The dollar index whipsawed through the day but ended up little moved on Friday from its late Thursday levels as investors kept positions tight ahead of Monday's US presidential debate. The index, which measures the dollar against six major world currencies, had its largest weekly drop in a month due in large part to a reduction of long-term interest rate expectations announced by the Federal Reserve at the conclusion of its policy meeting on Wednesday.
The dollar index was flat at 95.472 on the day. It fell by 0.7 percent for the week, its worst weekly performance since the week of August 18. It hit a session high after Boston Fed President Eric Rosengren said he believed US short-term interest rates should be raised now and warned a decline in the jobless rate below sustainable levels could derail economic recovery.
That moved markets in early trading but the move was reversed as traders saw Rosengren's comments as simply increasing the odds of a rate hike in December, which was already priced into the dollar, analysts said. "Probabilities (for a rate hike) are now very firmly in December," said Karl Schamotta, director of FX strategy at Cambrdige Global Payments in Toronto. "So that gives traders a good three-month window to pick up nickels in front of the steamroller."
Rosengren was one of three members of the Federal Open Market Committee to dissent at this week's policy meeting that left rates unchanged at a range of 0.25 to 0.50 percent. Sterling fell 1 percent against the dollar, sliding below $1.30, weighed by further Brexit uncertainty after comments from UK Prime Minister Theresa May reported by The Independent that contrasted a statement by Foreign Minister Boris Johnson on when the country would begin its exit from the European Union.
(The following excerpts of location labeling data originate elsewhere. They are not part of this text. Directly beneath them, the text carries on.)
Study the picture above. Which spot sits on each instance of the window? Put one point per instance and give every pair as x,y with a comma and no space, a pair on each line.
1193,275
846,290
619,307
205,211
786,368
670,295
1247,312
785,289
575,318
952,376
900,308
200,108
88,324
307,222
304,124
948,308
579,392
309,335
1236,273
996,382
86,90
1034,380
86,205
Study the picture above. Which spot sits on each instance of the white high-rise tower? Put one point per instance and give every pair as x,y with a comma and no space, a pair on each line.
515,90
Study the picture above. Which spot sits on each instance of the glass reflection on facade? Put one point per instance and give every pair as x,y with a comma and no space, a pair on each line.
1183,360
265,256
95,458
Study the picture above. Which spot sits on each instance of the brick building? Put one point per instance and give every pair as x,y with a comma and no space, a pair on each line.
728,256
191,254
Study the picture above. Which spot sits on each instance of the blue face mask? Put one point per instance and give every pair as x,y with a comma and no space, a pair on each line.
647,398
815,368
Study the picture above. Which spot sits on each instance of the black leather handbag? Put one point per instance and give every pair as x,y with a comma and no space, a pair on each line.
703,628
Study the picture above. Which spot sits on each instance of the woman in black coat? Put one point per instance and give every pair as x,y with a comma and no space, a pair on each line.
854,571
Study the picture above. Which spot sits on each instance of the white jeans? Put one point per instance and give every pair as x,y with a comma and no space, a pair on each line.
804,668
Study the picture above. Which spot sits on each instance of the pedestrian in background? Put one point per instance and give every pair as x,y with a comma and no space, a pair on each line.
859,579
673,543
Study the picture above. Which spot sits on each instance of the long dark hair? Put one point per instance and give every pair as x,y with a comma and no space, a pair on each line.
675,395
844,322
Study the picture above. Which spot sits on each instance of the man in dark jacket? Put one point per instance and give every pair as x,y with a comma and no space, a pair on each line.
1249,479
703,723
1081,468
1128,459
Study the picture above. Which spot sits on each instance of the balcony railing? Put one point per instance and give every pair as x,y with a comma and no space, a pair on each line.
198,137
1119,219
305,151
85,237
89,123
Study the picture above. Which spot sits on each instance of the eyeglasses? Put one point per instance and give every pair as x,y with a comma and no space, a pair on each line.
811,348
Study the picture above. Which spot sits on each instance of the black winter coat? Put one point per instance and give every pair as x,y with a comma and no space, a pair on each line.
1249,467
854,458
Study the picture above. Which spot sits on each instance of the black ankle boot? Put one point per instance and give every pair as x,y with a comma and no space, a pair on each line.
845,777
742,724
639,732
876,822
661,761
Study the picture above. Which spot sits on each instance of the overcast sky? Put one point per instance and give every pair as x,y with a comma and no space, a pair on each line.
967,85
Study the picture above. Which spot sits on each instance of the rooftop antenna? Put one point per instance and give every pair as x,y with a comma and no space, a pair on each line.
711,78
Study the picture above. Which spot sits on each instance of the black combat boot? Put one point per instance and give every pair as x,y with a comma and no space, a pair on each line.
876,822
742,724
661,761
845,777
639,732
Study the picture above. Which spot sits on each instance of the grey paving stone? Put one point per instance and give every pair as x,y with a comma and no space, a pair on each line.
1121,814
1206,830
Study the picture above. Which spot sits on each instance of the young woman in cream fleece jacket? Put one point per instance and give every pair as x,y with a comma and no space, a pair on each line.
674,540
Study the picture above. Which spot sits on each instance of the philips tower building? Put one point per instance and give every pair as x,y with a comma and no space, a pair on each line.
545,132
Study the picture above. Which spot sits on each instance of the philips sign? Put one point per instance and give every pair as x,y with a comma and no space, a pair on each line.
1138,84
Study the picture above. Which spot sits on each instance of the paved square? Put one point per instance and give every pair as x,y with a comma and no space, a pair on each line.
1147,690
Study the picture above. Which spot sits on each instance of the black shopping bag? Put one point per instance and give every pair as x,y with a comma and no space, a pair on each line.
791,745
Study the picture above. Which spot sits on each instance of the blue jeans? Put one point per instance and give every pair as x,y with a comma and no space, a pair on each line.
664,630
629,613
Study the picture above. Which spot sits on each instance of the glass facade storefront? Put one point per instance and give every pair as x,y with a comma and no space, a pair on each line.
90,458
That report and others over the past few weeks about the British government's handling of the process "are making markets comfortable to stick with sterling shorts," said Vassili Serebriakov, FX strategist at Credit Agricole Corporate & Investment Bank. The dollar rose by 1 percent against the Canadian dollar after surprisingly weak inflation and retail sales data that suggested Canada could be facing lower growth and higher unemployment. "We could be looking at weakness in economic fundamentals and the currency in the next couple of months," Cambridge's Schamotta said.